Basic Surgery Training To Save Lives, Prevent Disability
WHO is expanding its programme to train health care staff in low- and middle-income countries in essential emergency, basic surgery and anaesthesia skills. The programme, which already exists in 22 countries, will boost the capacity of first-level health facilities (rural or district hospitals and health centres) to deal with simple but essential surgery in a growing number of developing regions.
In many cases, death and permanent disability can be avoided through simple surgical interventions following road traffic injuries, interpersonal violence or war, abdominal emergencies, pregnancy complications, congenital abnormalities, fractures, burns, or the consequences of acute infections.
Together, these conditions cause the loss of approximately 11% of total lost years of healthy life (according to the World Health Report 2002). Injuries alone kill more than 5 million people every year, accounting for nearly one in every 10 deaths worldwide.

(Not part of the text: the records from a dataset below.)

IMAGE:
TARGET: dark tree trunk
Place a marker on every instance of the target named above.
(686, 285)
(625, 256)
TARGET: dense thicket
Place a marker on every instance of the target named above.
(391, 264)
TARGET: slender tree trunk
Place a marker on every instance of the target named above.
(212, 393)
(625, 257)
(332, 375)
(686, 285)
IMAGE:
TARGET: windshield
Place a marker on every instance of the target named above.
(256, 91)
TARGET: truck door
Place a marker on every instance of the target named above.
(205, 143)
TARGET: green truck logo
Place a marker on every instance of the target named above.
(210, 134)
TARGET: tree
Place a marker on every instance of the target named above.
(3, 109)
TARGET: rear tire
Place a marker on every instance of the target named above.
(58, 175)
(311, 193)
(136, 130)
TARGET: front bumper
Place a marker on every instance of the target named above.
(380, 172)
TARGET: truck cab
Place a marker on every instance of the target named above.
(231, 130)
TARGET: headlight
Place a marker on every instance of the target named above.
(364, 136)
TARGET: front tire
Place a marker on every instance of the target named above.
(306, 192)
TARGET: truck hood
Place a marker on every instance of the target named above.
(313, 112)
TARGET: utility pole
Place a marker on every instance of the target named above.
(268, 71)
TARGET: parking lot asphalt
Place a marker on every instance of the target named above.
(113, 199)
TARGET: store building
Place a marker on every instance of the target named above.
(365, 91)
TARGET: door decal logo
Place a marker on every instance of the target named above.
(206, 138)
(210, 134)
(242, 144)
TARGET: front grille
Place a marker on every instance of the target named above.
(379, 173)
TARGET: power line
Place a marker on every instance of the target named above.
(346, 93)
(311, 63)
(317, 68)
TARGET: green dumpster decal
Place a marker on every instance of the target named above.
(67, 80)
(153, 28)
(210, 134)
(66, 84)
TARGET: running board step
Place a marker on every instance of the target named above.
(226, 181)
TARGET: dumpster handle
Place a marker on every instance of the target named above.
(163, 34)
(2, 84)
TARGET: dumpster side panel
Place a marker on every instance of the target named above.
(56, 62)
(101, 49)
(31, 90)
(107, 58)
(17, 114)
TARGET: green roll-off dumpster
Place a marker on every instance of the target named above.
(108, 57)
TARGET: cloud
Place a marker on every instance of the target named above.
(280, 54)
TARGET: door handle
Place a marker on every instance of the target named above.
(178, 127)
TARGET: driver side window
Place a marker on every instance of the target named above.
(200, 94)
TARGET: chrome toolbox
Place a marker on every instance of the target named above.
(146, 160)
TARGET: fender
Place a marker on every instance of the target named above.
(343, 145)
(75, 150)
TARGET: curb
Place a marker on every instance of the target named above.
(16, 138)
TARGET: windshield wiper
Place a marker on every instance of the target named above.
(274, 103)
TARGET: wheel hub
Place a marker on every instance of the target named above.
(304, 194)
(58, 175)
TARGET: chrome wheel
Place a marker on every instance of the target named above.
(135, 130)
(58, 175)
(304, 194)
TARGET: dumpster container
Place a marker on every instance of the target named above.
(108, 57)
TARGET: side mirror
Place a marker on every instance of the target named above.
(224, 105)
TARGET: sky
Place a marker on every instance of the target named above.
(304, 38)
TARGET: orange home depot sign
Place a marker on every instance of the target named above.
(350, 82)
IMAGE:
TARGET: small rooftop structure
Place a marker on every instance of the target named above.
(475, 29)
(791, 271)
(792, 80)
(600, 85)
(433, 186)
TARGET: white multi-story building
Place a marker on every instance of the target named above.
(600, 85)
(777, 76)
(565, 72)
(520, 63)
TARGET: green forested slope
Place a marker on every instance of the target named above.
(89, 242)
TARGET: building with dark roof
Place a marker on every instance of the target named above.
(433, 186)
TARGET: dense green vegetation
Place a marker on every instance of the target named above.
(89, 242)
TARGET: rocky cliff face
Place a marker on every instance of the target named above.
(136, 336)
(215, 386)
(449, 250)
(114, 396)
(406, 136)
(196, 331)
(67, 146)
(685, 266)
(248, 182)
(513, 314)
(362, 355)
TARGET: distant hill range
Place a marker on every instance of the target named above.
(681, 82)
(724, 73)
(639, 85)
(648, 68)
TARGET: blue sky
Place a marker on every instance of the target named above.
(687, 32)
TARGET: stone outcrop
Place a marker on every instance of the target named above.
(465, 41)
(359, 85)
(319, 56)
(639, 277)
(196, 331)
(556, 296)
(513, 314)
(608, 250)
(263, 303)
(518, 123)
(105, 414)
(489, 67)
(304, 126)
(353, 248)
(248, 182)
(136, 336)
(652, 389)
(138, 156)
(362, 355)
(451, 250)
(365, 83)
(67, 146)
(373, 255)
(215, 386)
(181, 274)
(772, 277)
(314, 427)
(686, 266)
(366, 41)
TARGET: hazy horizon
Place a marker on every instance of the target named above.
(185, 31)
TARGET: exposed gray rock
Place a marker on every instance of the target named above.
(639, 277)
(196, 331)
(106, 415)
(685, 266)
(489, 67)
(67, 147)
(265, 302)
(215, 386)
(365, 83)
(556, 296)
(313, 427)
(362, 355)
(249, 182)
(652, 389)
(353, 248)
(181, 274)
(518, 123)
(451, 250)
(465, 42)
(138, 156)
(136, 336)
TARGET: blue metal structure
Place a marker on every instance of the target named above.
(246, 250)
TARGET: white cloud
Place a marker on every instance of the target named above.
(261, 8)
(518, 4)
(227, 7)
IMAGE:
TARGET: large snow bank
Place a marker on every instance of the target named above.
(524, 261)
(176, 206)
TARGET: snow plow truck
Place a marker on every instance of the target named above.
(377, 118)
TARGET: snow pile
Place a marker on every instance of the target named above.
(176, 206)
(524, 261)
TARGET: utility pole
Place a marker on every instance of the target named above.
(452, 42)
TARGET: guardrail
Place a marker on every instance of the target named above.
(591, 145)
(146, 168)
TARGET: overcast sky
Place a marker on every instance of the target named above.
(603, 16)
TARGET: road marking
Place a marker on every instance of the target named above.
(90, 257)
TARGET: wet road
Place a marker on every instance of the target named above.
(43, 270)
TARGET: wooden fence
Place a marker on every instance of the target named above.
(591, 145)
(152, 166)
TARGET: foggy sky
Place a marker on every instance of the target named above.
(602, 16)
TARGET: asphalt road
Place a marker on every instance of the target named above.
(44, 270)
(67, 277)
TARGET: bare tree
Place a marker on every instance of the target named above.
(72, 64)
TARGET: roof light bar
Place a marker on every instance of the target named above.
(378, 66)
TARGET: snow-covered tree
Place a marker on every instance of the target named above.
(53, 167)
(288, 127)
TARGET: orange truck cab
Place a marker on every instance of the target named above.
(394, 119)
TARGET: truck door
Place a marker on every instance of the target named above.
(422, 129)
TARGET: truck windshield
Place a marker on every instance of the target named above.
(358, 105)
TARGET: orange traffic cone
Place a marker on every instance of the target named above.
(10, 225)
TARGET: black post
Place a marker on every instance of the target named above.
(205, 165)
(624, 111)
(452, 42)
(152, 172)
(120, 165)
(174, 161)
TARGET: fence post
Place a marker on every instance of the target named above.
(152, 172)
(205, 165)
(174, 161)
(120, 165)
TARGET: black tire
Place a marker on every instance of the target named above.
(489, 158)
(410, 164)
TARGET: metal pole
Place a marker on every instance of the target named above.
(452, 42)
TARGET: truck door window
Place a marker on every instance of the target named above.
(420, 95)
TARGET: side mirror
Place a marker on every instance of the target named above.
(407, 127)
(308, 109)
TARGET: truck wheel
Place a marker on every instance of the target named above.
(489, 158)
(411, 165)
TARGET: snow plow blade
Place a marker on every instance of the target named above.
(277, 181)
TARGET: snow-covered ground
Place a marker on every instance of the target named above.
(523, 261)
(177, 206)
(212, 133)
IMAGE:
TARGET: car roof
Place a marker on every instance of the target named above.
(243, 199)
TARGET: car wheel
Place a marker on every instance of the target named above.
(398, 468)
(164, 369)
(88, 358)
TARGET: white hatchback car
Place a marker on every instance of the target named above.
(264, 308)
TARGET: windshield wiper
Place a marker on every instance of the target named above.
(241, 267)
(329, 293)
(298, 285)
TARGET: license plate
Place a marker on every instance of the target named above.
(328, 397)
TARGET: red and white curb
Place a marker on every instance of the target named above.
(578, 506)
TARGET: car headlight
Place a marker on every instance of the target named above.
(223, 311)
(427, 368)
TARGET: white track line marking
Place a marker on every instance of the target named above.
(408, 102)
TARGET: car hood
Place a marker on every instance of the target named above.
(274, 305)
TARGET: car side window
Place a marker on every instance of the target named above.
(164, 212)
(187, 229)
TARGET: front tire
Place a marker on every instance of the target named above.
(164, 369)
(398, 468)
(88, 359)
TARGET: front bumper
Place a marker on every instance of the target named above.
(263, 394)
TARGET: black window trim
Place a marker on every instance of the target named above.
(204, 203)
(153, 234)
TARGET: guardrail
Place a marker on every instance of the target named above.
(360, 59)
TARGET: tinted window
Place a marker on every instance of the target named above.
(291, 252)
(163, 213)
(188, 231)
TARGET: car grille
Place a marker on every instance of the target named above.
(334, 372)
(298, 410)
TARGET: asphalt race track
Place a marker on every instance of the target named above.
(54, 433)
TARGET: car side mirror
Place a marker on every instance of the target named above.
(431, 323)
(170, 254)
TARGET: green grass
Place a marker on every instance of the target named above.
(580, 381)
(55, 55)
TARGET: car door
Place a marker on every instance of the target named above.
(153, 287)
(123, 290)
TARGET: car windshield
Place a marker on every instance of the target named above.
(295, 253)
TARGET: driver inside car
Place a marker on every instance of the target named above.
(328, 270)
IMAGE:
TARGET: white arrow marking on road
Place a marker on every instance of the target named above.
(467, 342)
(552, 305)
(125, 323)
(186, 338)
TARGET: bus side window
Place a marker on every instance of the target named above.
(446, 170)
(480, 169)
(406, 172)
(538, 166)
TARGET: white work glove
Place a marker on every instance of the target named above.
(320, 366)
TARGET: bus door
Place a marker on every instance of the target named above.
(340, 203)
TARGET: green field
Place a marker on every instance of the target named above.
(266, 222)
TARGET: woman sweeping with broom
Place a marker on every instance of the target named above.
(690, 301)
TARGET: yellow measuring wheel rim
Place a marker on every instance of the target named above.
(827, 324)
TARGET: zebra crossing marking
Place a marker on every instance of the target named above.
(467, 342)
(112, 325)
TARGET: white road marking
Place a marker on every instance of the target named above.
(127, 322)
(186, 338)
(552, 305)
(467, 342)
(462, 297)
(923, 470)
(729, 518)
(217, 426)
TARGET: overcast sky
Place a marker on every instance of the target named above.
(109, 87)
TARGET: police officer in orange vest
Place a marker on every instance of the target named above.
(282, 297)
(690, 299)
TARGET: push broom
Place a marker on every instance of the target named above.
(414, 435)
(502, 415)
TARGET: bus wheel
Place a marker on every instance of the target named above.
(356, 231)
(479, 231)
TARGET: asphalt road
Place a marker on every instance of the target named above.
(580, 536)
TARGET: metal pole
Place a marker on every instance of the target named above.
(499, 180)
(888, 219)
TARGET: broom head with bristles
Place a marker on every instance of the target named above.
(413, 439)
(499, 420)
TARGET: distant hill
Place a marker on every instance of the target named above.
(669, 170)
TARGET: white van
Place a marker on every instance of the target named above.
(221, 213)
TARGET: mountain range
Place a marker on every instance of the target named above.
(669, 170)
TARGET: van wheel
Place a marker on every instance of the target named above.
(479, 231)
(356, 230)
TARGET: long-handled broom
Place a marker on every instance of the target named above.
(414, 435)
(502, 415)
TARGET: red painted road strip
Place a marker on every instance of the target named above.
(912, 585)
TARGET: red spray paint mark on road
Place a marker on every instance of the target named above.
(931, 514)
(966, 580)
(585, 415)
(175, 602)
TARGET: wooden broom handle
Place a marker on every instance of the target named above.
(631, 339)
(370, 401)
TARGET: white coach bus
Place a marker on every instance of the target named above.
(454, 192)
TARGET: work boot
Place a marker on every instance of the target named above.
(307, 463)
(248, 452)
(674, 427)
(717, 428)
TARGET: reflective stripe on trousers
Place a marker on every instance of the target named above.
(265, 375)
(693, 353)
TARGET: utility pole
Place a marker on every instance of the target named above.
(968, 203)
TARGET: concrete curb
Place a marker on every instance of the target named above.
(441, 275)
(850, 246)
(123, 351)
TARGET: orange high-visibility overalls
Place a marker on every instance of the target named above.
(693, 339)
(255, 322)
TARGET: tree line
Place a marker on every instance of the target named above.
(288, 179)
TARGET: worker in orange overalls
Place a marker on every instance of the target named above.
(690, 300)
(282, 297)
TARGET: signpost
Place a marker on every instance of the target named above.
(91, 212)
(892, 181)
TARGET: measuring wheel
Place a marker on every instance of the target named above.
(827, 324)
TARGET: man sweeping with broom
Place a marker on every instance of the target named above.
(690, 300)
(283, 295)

The WHO Emergency and Essential Surgical Care Project trains health staff in simple surgical procedures, anaesthesia and emergency care. After training and with the help of basic equipment, health care staff are able to perform surgical procedures that save lives and prevent disability.
New approach to surgery
"The initiative signifies a shift in the way we think about surgery," explains Dr Luc Noel, in charge of clinical procedures at WHO. "Until recently, surgery was a neglected health issue in developing countries because it was assumed to be too expensive and sophisticated."
Surgical intervention has become a common component in the management of patients with HIV/AIDS. Some complications associated with HIV infection (such as abscesses, anorectal disorders, lymphadenopathies, lipoatrophy or mild forms of Kaposi sarcoma) are also diagnosed and treated with simple surgical interventions. Current evidence shows that basic surgical and anaesthetic services should be integrated into primary health-care packages.
"Why should a child die from appendicitis, or a mother and child succumb to obstructed labour, when simple surgical procedures can save their lives?" said Dr Meena Cherian, who heads the surgery programme at WHO.
Barriers to surgical services
The quality of emergency and essential surgical care is often constrained by inadequate basic equipment for interventions that are simple but vital, such as resuscitation, giving oxygen, assessing anaemia and inserting a chest drain.
Other barriers to the timely and appropriate delivery of basic surgical services in low- and middle-income countries include poor infrastructure and insufficient numbers (and training) of health-care professionals.
In most developing countries, adequate surgical services are found only in tertiary centres in urban areas. Furthermore, the migration of health professionals leaves a shortage at primary-health facilities, where services are provided by non-specialist or even non-medical personnel, many of whom are inadequately trained.
However, a number of isolated, local initiatives have shown that even with only basic training and technologies, many lives can be saved or improved. For instance, clubfoot (a congenital deformity of the foot, marked by a twisted position of the ankle, heel and toes) can greatly impede mobility in children. If untreated, clubfoot can lead to severe disability and loss of productive life. Clubfoot is estimated to occur in 1-2 per 1000 live births, which translates into well over 100 000 cases worldwide per year. Clubfoot diagnosed at birth or soon after can often be treated using a minimally invasive technique called the Ponseti method.
Effective, inexpensive techniques
The Ponseti method involves multiple manipulations and plaster castings early in a child's life. Proper implementation of the Ponseti method results in a dramatic decrease in the number of clubfoot cases that require surgery. These techniques have been quite effective in the industrialized world; they require minimal resources and can be implemented by health personnel in primary health-care facilities. Recent programmes in Africa, India and South America are training local health care professionals in the Ponseti technique. In Uganda, over 100 professionals have been trained, resulting in effective treatment of 95% of new cases of clubfoot.
WHO will present future actions of the Emergency and Essential Surgical Care Project to stakeholders and partners at a meeting of the Global Initiative for Emergency and Essential Surgical Care (GIEESC) in Dar-es-Salaam, Tanzania, on 24-25 September. At the meeting, WHO will also seek support from multi-lateral donors to expand the initiative.
WHO established the GIEESC in 2005 to improve access to and quality of surgical care in the developing world. A broad partnership of internationally recognized organizations and individuals, the initiative counts 22 countries representing all WHO regions among its members.
Stakeholders include doctors (surgeons, anaesthetists, paediatricians, obstetricians, nurses), economists, donors, non-governmental organizations, professional societies. A meeting co-hosted by WHO, the World Bank, Global Health Sciences, the Rockefeller Foundation and the Karolinska Institute (Sweden) was held in June 2007 to promote access to surgical services in resource-constrained countries in sub-Saharan Africa.